9月22日
日置、松澤、斉藤
登山口7:00―棒沢入渓点7:30―上ユウビツ倉沢出合12:00―登山道15:30―山頂16:30―赤湯20:15―登山口23:00
随分前から苗場の山頂湿原が見たいと思っていた。しかしただ登山道を歩いて登っても面白くない。何かいいルートはないだろうかと地図を眺めていて、入渓点が登山口に近く、山頂を源とする棒沢が目にとまった。苗場山に沢から登りたいと考えた場合、位置的には最高だし、地図を見てもゴルジュが面白そうである。それなのに何故かガイド本からもれている。ネットで検索してみるといくつか記録が出てきたが、どうも釣で入る人のほうが多いようだ。その記録もざっと見るだけにして、何が出るかのドキドキ沢登りを味わうことにした。
未明に出動、三人交代しながら運転し、途中仮眠も取りながら登山口に到着。空はどんより憂鬱だが、天気予報は晴れると言っていたのでそれを信じることにし、各自準備を整えて出発。
沢に下りるといきなり薄暗いゴルジュが続く。泳ぐ必要はないが、腰の上まで浸かってヘツリングで突破していく。途中何度か滝が現れるが全て直登可能、ただホールド、スタンスともぬるぬるですべりやすい。
下部のゴルジュ帯を突破すると、突然谷は開けて素晴らしいさらさらのナメになる。リュックを投げ出して休憩。早速写真を撮ろうとするが、ビニルで完全防水したはずのカメラがなぜかずぶ濡れで使えない。よく見ると、悲しいことにその袋に大きな穴が開いていた。
ナメが終わると暫く森の中の川原歩きが続く。釣師が残したものか、所々使用用途不明のビニールロープがくくりつけてあった。何に使ったか知らないが、緊急に使ったのでなければきちんと回収して欲しい。目障りである。
横追沢の出合を過ぎると廊下状となる。水量はだいぶ減っているが、幅はずっと一メートル程度、中ではほとんど突っ張りの体勢、うねうね曲がりくねって出口が見えず、何時までこの格好でいるのかわからない。やっと抜けると間を空けずに今度は小滝の連続。水を浴びながら快適に越えていけた。
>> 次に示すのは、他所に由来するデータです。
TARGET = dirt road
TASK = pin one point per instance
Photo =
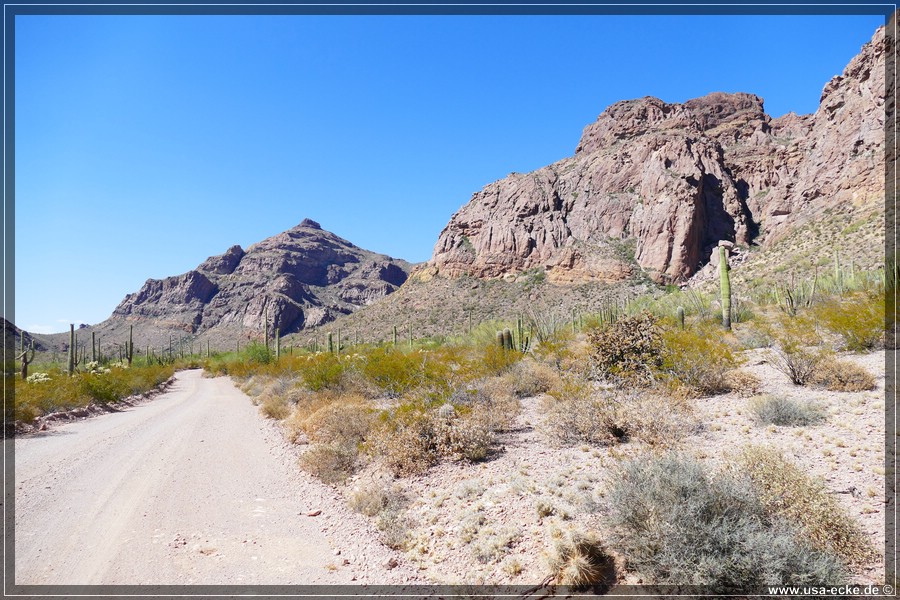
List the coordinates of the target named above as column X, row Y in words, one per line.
column 191, row 488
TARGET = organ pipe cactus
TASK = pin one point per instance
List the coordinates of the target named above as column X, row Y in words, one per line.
column 725, row 284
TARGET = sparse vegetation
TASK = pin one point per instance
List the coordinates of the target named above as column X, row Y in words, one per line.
column 675, row 523
column 785, row 412
column 787, row 492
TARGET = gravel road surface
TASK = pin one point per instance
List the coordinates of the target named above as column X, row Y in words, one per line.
column 194, row 487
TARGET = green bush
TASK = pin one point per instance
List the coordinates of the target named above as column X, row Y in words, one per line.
column 321, row 371
column 396, row 372
column 699, row 358
column 785, row 412
column 859, row 320
column 676, row 524
column 630, row 349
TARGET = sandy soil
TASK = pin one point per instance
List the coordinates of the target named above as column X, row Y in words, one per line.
column 191, row 488
column 497, row 521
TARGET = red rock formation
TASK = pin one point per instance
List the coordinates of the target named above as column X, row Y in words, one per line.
column 676, row 179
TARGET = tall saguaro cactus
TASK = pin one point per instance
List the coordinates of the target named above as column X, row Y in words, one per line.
column 725, row 284
column 25, row 358
column 71, row 349
column 129, row 347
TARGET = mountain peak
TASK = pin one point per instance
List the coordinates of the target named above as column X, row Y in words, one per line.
column 309, row 223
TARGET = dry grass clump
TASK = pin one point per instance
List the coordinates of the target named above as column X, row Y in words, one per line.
column 332, row 463
column 580, row 560
column 787, row 492
column 274, row 407
column 842, row 376
column 785, row 412
column 574, row 413
column 675, row 523
column 700, row 358
column 629, row 349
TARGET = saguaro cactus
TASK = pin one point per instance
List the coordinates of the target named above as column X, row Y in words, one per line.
column 129, row 347
column 71, row 349
column 725, row 284
column 25, row 358
column 507, row 339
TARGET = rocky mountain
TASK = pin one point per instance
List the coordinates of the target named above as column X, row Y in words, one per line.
column 301, row 278
column 655, row 186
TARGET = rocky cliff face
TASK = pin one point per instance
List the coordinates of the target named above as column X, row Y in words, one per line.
column 656, row 186
column 301, row 278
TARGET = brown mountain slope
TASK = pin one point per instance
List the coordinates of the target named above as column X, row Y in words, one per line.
column 303, row 277
column 677, row 179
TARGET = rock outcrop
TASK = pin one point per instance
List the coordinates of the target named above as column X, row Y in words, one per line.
column 301, row 278
column 656, row 186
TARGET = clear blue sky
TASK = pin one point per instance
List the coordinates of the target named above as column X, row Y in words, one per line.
column 145, row 144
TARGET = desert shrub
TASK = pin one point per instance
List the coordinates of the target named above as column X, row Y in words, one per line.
column 414, row 436
column 395, row 372
column 574, row 413
column 259, row 353
column 321, row 371
column 795, row 361
column 654, row 419
column 859, row 321
column 332, row 463
column 742, row 382
column 843, row 376
column 785, row 412
column 529, row 378
column 345, row 420
column 788, row 492
column 630, row 349
column 62, row 392
column 104, row 388
column 580, row 560
column 699, row 358
column 492, row 399
column 676, row 524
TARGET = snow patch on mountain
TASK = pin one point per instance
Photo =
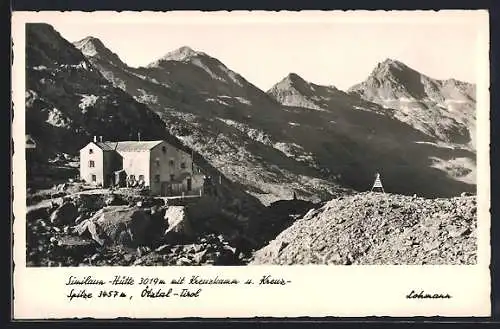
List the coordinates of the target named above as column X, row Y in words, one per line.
column 87, row 101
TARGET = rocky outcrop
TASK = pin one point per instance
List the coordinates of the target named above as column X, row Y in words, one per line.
column 379, row 229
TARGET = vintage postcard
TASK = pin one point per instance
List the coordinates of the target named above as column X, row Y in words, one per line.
column 242, row 164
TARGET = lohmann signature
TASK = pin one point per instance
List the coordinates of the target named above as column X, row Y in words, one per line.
column 423, row 295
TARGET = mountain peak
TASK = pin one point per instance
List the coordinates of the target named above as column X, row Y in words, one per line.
column 93, row 47
column 293, row 79
column 183, row 53
column 90, row 46
column 389, row 65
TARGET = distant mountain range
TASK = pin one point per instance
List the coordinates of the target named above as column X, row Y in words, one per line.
column 298, row 137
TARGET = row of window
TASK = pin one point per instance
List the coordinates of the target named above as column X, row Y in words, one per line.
column 157, row 179
column 163, row 149
column 172, row 163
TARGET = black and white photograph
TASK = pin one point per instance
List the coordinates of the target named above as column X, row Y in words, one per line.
column 251, row 164
column 152, row 144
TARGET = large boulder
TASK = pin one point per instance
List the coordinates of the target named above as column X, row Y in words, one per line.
column 178, row 222
column 117, row 225
column 65, row 214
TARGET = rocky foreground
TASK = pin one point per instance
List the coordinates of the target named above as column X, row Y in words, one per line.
column 379, row 229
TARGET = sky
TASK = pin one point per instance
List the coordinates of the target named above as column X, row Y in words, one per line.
column 327, row 48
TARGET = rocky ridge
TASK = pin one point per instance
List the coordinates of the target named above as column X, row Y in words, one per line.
column 264, row 141
column 379, row 229
column 443, row 109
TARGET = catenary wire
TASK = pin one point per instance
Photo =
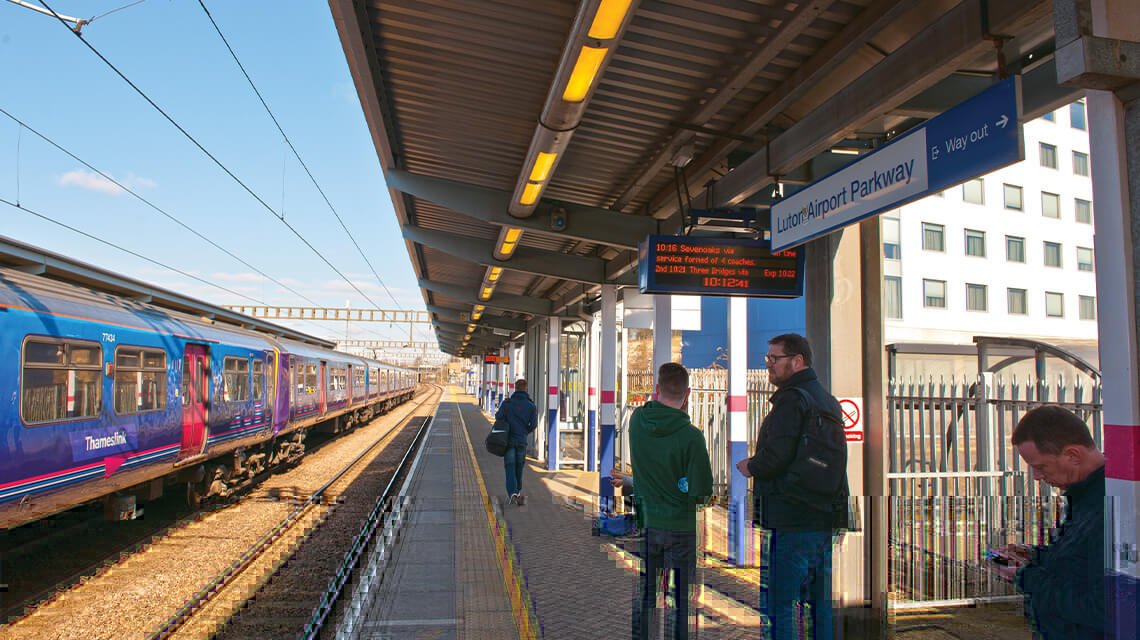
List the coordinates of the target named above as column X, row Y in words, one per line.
column 298, row 155
column 152, row 205
column 137, row 254
column 210, row 155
小滝もなくなり、そろそろ源頭の雰囲気。お花畑沢という名前がついているくらいだから、上手く時期をあわせれば沢山花が咲いているのだろう。残念ながらちょっと遅かったらしく、花は全部しおれていた。最後に泥の草付きを這い上がり、背丈ほどの薮をこぐと登山道にたどり着いた。
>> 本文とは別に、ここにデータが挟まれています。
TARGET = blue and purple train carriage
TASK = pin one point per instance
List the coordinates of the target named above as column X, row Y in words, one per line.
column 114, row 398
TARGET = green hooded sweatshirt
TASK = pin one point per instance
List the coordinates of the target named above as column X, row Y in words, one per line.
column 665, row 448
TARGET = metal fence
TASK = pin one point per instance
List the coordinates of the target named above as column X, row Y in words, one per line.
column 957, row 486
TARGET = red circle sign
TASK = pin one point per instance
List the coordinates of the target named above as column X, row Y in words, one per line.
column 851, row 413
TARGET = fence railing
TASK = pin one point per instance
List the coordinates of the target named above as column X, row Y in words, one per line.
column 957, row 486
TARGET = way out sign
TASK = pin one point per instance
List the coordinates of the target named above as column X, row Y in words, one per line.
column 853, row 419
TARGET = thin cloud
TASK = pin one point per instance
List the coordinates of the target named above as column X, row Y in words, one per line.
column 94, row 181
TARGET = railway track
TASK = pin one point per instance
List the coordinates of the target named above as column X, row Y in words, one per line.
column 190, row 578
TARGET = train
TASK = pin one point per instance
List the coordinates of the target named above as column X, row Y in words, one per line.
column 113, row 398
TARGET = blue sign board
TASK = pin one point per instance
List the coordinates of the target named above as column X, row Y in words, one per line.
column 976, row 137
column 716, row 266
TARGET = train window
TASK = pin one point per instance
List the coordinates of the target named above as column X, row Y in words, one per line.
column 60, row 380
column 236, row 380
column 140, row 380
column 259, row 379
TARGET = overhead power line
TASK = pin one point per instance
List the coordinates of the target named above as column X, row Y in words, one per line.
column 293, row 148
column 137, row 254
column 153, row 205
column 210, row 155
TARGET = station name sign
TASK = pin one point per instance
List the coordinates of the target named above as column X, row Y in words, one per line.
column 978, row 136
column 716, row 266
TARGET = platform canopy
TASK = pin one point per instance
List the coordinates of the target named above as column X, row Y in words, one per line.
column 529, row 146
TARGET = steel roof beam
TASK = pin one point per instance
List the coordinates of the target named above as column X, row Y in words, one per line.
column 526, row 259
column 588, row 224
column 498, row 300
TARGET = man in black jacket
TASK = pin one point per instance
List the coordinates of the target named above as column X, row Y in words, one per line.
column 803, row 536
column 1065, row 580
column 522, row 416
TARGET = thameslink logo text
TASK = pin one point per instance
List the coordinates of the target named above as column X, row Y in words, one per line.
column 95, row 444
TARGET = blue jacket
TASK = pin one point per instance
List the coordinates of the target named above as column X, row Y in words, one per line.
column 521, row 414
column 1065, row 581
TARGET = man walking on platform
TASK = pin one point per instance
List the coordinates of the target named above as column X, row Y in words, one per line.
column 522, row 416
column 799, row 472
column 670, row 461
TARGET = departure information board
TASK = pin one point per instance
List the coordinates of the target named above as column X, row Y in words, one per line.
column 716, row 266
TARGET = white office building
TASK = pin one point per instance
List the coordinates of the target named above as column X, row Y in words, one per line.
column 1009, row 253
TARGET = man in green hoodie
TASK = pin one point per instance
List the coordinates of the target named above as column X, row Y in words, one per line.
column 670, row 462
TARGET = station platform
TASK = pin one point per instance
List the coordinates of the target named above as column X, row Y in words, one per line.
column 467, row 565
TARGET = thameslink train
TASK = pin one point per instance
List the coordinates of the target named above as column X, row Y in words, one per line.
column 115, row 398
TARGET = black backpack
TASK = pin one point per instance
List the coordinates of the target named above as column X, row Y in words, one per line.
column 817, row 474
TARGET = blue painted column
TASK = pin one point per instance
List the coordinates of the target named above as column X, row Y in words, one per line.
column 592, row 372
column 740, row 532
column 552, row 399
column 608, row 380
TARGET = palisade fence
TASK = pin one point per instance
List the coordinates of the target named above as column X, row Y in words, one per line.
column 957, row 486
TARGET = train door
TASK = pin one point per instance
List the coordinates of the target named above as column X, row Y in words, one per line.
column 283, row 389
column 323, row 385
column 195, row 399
もういい時間で、登山道沿いの適当な場所でビバークを考えていたが、水がとれないのでどうしようかと話していたら、まだ下山するだけのパワーは残っていると皆さん言うので、強行下山を決定。雲海、紅葉の山頂湿原も満喫し、いそいそと山を下りる。さあそろそろ暗くなってきたからライトを点けようかと言ったところで丁隊員のライトが点かない。どうも水に濡れて壊れてしまったらしい。丁隊員を真ん中におき、足元を照らしてやりながらゆっくり山を下りていく。
十一時になってようやく登山口に到着、長い一日だった。近くの道の駅で眠り、翌日帰宅した。
棒沢は若干荒れている箇所があり、倒木も多かったが、下部のゴルジュとナメ、上部の廊下の通過は実に楽しい。出てくる滝もみな直登可能、ビバークするなら中流と思うが、人気ルートによくある是非ここに泊まりなさいというような場所はなかった。結構薮薮しているので、鉈で開墾する必要があるかもしれない。
今回本に載っていない沢を選んだが、それでも随分楽しめた。細かい記録を見ていない分、更に楽しさ倍増といったところか。やっぱり沢は自由に発見しながら登っていきたいものである。